Tuesday, September 5, 2006

Office Ick

If you're reading this at work, look around you.



Do you see
the woman who pops her chewing gum? Or the guy who blows his nose so
often, it's like a continuous loop of mucus Muzak? Do you spy the nail
biter with Band-Aids on all her fingers? What about the dandruff snow
blower who leaves little flakes everywhere he goes?



Every
office has a disgusting co-worker. And if you don't see something gross
on the other side of the cubicle wall, then you, my friend, are the
Office Ick.



It's not easy to admit that you're vile. Believe
me. I just realized I was the Office Ick – and I left office life more
than a year ago. But if you think that your habit of picking strange
objects out of your hair goes unnoticed, allow me to do you the favor
of telling you you're wrong. 



No force field of invisibility
shrouds you when you pick your teeth. "Silent" does not equal
"scentless." And just because people turn away when you, ahem, adjust
yourself, doesn't mean they don't notice. They notice. And they send
each other instant messages saying things like, "Is he playing Frogger
down there?"



I decided to write about the Office Ick because
Yvette asked me to. Yvette has spent several years working in a
technology firm taking down furious little mental notes of all the
disgusting things a few of her co-workers do. She does this not because
she's petty, but because she's appalled.


One of her co-workers
(whom she calls Pick-N-Lick, for his habit of picking his zits and then licking
his fingers during meetings), is particularly ripe fodder for a column,
she says.
 


"I am sure that other people have a co-worker that is some form of Pick-N-Licker. So I'm sure readers can relate," she says.


No doubt.
 


Thrilled
to have found a forum in which to vent, Yvette offers more examples of
Office Ick behavior: The guy who leaves the kitchen sponge inside a
dirty cup filled with brownish water. And then this e-mail:


"So
I was dialing your number, so I had to take my headphones off. What do
I hear? The guy two cubes down is clipping his fingernails! It drives
me nuts. I only cut my fingernails in the privacy of my home.
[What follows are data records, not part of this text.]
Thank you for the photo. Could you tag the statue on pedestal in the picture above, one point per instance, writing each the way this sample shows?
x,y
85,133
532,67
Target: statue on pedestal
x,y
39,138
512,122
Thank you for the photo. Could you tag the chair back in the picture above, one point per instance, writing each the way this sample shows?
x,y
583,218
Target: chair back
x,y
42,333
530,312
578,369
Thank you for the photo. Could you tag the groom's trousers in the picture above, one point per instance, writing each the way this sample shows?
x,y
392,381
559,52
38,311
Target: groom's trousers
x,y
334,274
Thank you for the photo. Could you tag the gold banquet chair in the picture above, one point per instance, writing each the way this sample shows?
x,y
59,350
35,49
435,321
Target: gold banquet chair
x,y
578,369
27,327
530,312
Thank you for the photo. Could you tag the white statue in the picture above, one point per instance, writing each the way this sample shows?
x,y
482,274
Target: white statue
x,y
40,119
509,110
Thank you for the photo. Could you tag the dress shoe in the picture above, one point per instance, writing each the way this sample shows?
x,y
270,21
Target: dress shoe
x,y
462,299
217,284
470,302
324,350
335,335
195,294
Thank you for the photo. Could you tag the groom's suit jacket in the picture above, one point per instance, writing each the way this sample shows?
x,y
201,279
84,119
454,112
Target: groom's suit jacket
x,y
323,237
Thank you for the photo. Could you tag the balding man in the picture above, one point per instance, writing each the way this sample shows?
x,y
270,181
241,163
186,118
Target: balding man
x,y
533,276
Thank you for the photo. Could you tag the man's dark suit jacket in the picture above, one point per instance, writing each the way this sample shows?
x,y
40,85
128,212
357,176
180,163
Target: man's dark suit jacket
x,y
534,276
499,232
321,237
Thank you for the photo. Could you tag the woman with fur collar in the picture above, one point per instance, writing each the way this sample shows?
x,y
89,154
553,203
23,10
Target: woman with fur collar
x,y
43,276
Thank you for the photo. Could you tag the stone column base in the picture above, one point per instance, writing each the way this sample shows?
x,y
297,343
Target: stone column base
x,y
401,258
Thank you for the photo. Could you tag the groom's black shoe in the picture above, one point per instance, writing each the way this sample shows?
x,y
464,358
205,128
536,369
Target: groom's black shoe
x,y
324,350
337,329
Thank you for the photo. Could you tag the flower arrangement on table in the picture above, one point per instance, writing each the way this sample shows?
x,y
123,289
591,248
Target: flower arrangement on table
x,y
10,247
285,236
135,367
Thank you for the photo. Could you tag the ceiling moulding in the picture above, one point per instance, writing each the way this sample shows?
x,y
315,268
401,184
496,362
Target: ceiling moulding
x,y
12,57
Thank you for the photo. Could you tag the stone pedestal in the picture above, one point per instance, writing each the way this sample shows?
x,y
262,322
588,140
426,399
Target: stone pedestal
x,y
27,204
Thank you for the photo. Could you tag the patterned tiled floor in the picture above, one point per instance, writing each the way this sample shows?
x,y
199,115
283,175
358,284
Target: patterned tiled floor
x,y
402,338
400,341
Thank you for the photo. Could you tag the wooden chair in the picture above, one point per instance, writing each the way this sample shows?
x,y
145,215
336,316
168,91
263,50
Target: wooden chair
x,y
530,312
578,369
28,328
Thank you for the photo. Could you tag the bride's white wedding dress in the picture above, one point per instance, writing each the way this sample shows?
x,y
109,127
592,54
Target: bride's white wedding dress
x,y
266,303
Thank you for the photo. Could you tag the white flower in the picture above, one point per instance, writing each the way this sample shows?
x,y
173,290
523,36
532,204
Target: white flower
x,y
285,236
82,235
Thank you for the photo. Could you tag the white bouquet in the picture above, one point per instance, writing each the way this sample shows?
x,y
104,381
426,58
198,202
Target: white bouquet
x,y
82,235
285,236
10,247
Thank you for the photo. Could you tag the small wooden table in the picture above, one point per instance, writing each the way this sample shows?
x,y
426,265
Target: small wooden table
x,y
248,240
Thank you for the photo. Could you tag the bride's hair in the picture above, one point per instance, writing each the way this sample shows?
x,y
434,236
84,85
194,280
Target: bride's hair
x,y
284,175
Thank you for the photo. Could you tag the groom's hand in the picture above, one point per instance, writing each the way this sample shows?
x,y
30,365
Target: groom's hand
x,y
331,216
I think
it is gross. I shouldn't have to listen to it."
 


Oh.


In
my many years as other people's co-worker, I not only clipped my
fingernails at my desk, but my toenails, too. I clipped them directly
into a trash bin. Nice and neat-like. But clip, clip, clip, I did. I
also suffered from terrible allergies and had a kind of snow-covered
mountain of spent Kleenexes on my desk at all times. I removed my shoes
any chance I could, laughed loudly and told dirty jokes. I was, pretty
much, disgusting. And now I'm extremely embarrassed.
 


I realized
that I owe Lisa Liddane a very huge apology. Register Fitness Goddess
Lisa and I shared a way-too-small cubicle for about four years, during
which time she was the perfect-posture picture of precision focus and I
was … well, I was wiggling my bare toes over a trash can and telling
dirty jokes while blowing my nose.


I write an apology of sorts, calling on Lisa to lash out at me for all the years that I imprisoned her in a lair of revulsion.
 


"I
don't recall you clipping your nails in all the years we've worked
together, so you must have purposely done that when I wasn't around,"
she e-mails back. "That or the memory of you clipping your toenails was
so traumatic that I had to repress it. LOL."
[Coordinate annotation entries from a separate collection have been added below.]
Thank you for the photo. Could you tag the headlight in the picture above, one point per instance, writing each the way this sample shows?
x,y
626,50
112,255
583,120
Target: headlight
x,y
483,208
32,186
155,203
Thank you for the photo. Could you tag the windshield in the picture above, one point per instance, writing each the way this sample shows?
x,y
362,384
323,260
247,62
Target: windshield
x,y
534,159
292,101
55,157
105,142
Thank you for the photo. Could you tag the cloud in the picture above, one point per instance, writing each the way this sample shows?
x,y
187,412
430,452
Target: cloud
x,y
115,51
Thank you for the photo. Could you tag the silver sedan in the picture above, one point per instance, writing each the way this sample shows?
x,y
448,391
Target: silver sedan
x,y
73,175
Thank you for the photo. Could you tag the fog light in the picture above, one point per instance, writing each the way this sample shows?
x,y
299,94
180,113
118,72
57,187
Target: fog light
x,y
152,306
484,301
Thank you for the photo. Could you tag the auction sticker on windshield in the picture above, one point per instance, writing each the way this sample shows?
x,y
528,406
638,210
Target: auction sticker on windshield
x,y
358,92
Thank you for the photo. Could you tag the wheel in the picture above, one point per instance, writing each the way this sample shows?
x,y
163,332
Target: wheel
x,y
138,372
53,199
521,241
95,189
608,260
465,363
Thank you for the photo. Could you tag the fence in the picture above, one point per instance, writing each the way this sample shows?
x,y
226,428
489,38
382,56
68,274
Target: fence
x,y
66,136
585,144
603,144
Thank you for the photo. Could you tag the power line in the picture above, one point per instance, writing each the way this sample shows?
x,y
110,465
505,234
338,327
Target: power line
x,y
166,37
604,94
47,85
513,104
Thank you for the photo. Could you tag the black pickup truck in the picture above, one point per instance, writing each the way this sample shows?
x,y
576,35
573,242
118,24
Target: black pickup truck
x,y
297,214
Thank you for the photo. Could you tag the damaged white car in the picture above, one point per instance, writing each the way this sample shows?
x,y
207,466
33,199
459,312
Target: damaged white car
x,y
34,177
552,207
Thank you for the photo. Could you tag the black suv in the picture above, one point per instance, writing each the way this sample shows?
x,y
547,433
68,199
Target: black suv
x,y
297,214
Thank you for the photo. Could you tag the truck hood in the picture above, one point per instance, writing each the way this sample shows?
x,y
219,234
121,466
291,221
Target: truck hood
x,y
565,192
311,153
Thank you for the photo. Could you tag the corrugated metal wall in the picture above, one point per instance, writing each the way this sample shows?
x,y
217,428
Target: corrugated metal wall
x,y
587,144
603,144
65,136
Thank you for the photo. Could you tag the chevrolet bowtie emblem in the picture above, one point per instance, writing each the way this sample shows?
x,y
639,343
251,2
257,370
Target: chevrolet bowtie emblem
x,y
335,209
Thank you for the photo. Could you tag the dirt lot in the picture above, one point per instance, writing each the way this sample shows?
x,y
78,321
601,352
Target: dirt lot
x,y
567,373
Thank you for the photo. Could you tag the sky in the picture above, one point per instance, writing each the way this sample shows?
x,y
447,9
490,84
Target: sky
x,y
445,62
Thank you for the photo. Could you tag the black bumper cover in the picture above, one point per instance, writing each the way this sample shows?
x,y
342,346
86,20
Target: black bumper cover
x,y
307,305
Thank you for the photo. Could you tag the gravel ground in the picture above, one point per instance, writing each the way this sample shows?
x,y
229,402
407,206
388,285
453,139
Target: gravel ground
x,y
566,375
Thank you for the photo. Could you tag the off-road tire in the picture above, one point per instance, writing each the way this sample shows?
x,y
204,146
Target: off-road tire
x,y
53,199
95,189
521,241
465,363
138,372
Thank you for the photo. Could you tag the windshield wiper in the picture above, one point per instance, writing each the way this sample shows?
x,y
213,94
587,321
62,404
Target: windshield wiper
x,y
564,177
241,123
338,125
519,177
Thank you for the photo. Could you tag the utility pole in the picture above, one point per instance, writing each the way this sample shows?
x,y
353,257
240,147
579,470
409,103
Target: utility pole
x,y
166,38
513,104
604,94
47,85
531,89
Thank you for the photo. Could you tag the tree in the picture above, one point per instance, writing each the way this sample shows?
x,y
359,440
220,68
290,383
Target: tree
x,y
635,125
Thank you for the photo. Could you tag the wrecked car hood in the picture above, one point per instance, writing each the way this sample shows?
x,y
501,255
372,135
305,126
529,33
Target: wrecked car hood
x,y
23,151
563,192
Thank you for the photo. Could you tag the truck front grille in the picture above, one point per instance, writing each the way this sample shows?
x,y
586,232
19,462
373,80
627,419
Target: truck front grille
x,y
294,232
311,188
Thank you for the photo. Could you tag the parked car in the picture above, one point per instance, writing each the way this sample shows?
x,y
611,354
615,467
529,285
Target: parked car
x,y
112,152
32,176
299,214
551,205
I am buoyed by Lisa's response. Maybe I wasn't as gross as I thought I was.
 


Oh no, Maura assures me, I was.


I've
never worked with Maura, but it is her experience that when it comes to
Office Icks, no one likes to talk about it. Lisa's response was just a
kind of coping mechanism that all normal office people use to avoid
confronting the mouth-breathing yeti in the room.
 


Instead of confronting an offensive person, Maura says, "I just talk behind their backs."


Why?
 


"Conflict sucks."


I guess that's true – so let me handle it. If you've got an Office Ick, clip this column out, and place it on his or her desk.
 


They'll get the point.


And you'll get a booger-free cubicle.